Limitations of this study
The small size and lack of control group limited our ability to make comprehensive conclusions. Participants also had different diagnoses, but all had hemiparesis as a symptom. Small sample and heterogeneity though allow us to describe results in more detail and widen the perspective of exoskeleton users. The absence of Indego studies with stroke and TBI rehabilitees increases the need for additional studies with exoskeletons, and other rehabilitees than SCI.
In this study the outcomes of gait rehabilitation were measured with validated tests, which showed specific effects on walking ability. The effects on functioning would be important to measure, but no reliable objective tools have yet been established to measure the effects in rehabilitees’ active daily living.

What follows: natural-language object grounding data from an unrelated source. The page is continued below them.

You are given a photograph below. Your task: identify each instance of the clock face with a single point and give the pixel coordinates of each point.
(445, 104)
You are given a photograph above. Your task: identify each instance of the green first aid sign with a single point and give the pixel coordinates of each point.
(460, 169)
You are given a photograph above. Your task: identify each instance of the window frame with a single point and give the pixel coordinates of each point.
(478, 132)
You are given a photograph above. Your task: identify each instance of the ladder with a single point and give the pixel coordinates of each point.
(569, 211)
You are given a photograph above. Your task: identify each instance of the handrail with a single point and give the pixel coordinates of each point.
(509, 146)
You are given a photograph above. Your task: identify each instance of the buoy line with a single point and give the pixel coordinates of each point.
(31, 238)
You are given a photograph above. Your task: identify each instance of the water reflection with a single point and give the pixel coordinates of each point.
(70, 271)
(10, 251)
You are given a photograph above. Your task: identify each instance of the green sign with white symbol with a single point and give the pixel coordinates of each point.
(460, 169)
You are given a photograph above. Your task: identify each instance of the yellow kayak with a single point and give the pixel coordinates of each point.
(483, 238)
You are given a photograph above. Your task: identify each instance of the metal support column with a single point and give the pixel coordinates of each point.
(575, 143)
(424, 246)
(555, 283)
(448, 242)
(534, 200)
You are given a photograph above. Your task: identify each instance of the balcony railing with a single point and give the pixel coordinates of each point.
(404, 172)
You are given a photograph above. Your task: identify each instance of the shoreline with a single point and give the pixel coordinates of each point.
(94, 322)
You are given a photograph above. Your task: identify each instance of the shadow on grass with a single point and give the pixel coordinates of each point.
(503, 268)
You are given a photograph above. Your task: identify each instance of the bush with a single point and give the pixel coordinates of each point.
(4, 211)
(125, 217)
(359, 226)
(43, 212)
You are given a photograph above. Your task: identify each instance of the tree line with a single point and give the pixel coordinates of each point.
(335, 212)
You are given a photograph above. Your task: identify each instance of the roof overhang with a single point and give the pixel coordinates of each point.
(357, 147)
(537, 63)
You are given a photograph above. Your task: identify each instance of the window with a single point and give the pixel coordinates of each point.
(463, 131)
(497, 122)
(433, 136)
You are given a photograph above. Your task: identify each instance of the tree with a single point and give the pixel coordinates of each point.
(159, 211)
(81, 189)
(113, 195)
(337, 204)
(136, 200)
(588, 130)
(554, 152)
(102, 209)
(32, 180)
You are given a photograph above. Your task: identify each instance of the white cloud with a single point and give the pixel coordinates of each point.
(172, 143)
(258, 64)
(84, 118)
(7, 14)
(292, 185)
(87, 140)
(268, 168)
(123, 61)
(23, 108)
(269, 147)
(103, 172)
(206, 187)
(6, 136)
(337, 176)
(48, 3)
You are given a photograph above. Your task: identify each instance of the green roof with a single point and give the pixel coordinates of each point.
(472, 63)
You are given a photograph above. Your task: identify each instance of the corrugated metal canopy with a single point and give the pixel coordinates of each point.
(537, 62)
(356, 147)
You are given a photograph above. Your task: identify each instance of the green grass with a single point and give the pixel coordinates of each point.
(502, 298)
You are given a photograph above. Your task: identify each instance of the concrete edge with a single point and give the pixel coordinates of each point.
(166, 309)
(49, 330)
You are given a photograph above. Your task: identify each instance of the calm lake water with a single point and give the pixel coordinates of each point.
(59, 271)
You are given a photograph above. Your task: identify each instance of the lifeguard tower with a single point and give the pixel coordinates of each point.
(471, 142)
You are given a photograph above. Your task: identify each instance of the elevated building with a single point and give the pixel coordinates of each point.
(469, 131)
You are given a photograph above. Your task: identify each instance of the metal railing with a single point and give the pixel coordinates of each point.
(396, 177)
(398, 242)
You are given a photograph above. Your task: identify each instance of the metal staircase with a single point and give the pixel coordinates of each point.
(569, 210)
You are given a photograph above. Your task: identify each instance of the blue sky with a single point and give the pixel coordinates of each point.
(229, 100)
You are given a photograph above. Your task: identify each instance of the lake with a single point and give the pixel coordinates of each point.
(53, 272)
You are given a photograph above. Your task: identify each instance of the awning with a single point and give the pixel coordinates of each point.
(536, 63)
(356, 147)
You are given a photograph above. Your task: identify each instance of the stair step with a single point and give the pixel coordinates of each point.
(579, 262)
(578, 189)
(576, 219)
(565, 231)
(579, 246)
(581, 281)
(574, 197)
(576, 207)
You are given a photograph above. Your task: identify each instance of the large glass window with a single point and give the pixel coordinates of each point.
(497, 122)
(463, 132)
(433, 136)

User experience was studied with the satisfaction questionnaire that is not validated. It was though conducted by the author (TJ) in a reliable way as other measurements. The results of this study should be interpreted as preliminary results and experience, which can guide the direction of future studies.
Conclusions
This study showed that Indego exoskeleton training may provide benefits to chronic stroke and TBI rehabilitees, but is not suitable for everyone. Exoskeleton is a safe and comfortable tool in gait training but requires individually tailored settings and assistance with different diagnoses and individuals. In future studies with larger samples, it would be beneficial to find the correlations and arguments to whom the training is most beneficial and what are the benefits compared to other rehabilitation methods. In practice the decision of who uses the exoskeleton in rehabilitation and in what phase, should be considered thoroughly.
Author contributions
CONCEPTION: Taina Jyräkoski, Anne Kärki
PERFORMANCE OF WORK: Taina Jyräkoski
INTERPRETATION OR ANALYSIS OF DATA: Taina Jyräkoski
PREPARATION OF THE MANUSCRIPT: Taina Jyräkoski, Anne Kärki, Sari Merilampi
REVISION FOR IMPORTANT INTELLECTUAL CONTENT: Anne Kärki, Sari Merilampi, Juha Puustinen
SUPERVISION: Anne Kärki, Sari Merilampi, Juha Puustinen
Ethical considerations
Ethical approval granted from ethical board of human sciences in universities of Satakunta. The study followed the responsible conduct of research (RCR guidelines), formulated by the Finnish advisory board on research integrity (TENK) [16]. All the necessary approvals were obtained in each center. All rehabilitees received oral and written information about the study, data collection and data management. Participants gave their written consent.
Footnotes
Acknowledgments
The authors would like to thank the physiotherapists Sari Lintukorpi (MSc), Kyle Mulholland, Anja Poberznik and Krista Toivonen, who conducted the training intervention.
Special thanks to Verve and Rehabilitation center Kankaanpää for collaboration.
The financial support of the European Regional Development Fund is gratefully acknowledged.
Conflict of interest
The authors report no conflict of interest.